Students in the bootcamp learn through independent study and a “flipped classroom” method of learning.

 

The women study computer science and engineering through an online platform where they watch videos, do exercises, and take tests. At the end of the program, seminary graduates have the opportunity to join multinational companies.

 

Utilizing pre-recorded video lessons, TALMA’s English course provides these students the chance to learn higher level technical English, as well as vocabulary used in science and technology jobs. In addition to viewing 20-minute lessons, the students receive practice materials and take tests for monitoring progress. Office hours are also provided for private lessons and support during the course.

Haredi Teacher Training For K-12

TALMA staff are leading a revolutionary program that trains Haredi (Ultra-Orthodox) educators to teach English as a core subject within Haredi schools. Established by TALMA in 2019 with assistance from

the Gerald Schwartz & Heather Reisman Foundation, the program
currently serves teachers of grades 4-8 at over 30 Haredi schools in Jerusalem and Beit Shemesh. English classes are also offered to older students at yeshivot and community centers.

One of our team of three TALMA trainers is responsible for training typically one teacher per school.

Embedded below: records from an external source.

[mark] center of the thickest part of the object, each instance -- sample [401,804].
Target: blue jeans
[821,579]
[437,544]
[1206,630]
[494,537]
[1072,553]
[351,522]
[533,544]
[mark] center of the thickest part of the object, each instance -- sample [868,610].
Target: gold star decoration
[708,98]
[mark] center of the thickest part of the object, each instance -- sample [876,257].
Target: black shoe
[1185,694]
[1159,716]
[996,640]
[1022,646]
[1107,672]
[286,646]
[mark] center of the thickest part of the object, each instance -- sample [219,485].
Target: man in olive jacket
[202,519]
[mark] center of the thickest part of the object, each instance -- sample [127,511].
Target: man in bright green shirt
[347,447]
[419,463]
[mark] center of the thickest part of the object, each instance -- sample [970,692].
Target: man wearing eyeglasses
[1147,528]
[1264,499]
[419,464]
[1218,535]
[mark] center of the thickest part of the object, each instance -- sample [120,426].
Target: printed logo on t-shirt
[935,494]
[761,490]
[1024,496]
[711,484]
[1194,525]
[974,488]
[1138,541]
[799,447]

After their training, these teachers use a specially designed curriculum – with an emphasis on spoken English, relevant content, modern pedagogy and English songs – that is culturally appropriate. For example, children’s names used in texts reflect popular names in the Haredi communities, and graphics show children with kipot (yarmulkes). Teachers receive lesson plans, frontal instruction and weekly workshops where they share their experiences and learn from one another. TALMA also has hired a Haredi rabbi to serve as a cultural liaison.

The case of Beit Shemesh is especially interesting because the communities we work with there are quite restrictive regarding the content they will allow in their schools. Accordingly, we are constantly updating our curriculum to fit their needs. For example, some schools won’t allow us to use pre recorded songs in lessons; if they want to incorporate music, the teachers must teach the kids the melodies and words while providing their own accompaniment. By working closely with our teachers and exhibiting creativity in lesson planning, we are able to provide a curriculum that fits the needs of the various Beit Shemesh communities.

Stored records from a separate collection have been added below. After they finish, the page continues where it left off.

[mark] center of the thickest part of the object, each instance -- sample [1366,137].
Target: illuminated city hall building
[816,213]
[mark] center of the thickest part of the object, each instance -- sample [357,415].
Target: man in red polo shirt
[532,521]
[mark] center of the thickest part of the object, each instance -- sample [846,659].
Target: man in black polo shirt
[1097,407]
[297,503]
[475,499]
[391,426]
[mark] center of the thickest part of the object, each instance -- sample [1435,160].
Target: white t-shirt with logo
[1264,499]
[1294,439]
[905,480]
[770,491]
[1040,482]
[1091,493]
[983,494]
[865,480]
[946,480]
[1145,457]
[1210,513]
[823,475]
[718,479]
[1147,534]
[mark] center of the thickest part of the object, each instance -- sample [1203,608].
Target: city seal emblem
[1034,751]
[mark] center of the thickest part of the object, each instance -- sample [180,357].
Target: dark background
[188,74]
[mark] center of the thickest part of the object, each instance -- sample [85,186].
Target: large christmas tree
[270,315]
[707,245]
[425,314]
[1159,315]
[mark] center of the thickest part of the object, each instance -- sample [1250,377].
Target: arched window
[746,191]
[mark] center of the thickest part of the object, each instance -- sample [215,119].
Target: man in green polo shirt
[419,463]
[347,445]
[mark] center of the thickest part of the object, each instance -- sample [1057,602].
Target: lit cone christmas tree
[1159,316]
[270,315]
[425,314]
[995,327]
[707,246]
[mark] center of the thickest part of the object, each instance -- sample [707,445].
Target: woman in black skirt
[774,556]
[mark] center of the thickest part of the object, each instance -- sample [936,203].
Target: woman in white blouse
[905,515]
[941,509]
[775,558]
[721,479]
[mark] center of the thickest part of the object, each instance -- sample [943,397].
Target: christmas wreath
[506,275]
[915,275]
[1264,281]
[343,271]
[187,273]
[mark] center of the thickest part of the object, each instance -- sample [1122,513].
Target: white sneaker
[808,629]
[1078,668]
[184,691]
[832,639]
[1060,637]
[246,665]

TALMA trainers have received invaluable guidance from Middlebury College in Vermont, whose Middlebury Language Schools program is considered one of the United States’ preeminent language learning institutions.

With the outbreak of the coronavirus pandemic, we recognized that many Haredi families do not possess home computers. As such, we created printed workbooks with family-oriented assignments to encourage the continued development of speaking skills and new vocabulary. These specially designed workbooks were then delivered to the homes of participating students.